A comercialização de produtos que prometem curas rápidas ou resultados “milagrosos” continua sendo motivo de alerta para autoridades sanitárias e órgãos de defesa do consumidor. Recentemente, um caso investigado pela Polícia Civil do Paraná chamou atenção para o problema: um homem foi preso em Curitiba suspeito de curandeirismo, fabricação de produtos sem registro e indução do consumidor a erro.
Situações como essa reforçam a importância de que consumidores saibam como denunciar a venda de produtos de saúde irregulares ou propaganda enganosa.
Anvisa recebe denúncias sobre produtos irregulares
Quando um produto é vendido sem registro, com rotulagem irregular ou com promessas de cura proibidas, o consumidor pode registrar denúncia por meio da Plataforma Fala.BR, sistema oficial de ouvidoria do governo federal, ou pelo formulário de contato disponível no site da Agência.
Propaganda enganosa pode ser denunciada ao Conar
Caso a irregularidade esteja relacionada à publicidade, como anúncios com promessas exageradas ou garantias de resultados, o consumidor também pode recorrer ao Conselho Nacional de Autorregulamentação Publicitária (Conar).
O órgão analisa se a propaganda viola princípios éticos da publicidade e pode recomendar alterações ou suspensão de campanhas consideradas enganosas.
Procon e Polícia Civil também podem ser acionados
Os Procons estaduais e municipais recebem reclamações sobre propaganda enganosa e venda de produtos irregulares, podendo aplicar sanções administrativas.
Em situações que envolvam suspeita de fraude ou risco à saúde, também é possível registrar ocorrência junto à Polícia Civil, já que a conduta pode configurar crimes como curandeirismo, estelionato ou crime contra a saúde pública.
Atenção a promessas de cura rápida
Autoridades de saúde recomendam cautela diante de produtos que prometem cura rápida ou definitiva para diversas doenças, especialmente quando vendidos apenas pela internet ou por aplicativos de mensagem.
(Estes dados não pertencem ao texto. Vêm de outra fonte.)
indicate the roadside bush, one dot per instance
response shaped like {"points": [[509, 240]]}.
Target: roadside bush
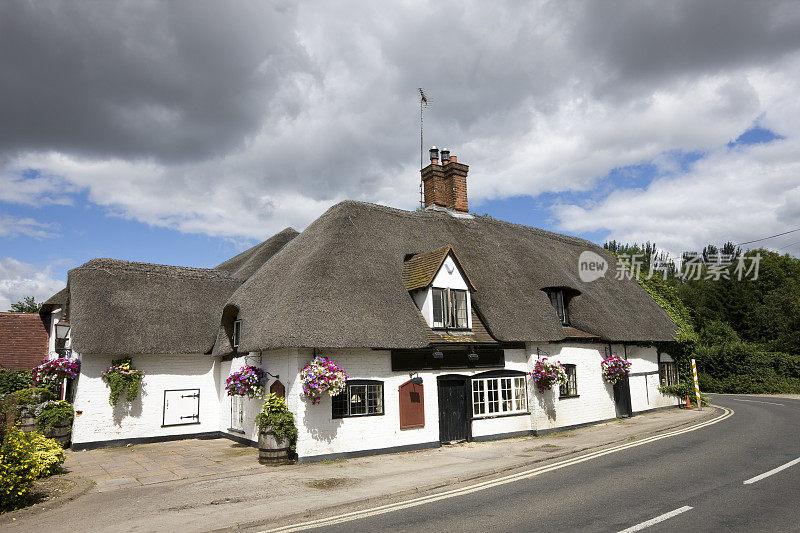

Antes de utilizar qualquer medicamento ou suplemento, a orientação é verificar se o produto possui registro na Anvisa e buscar orientação de um profissional de saúde habilitado.
Fontes: Polícia Civil do Paraná; Agência Nacional de Vigilância Sanitária (Anvisa); Conselho Nacional de Autorregulamentação Publicitária (Conar); órgãos de defesa do consumidor.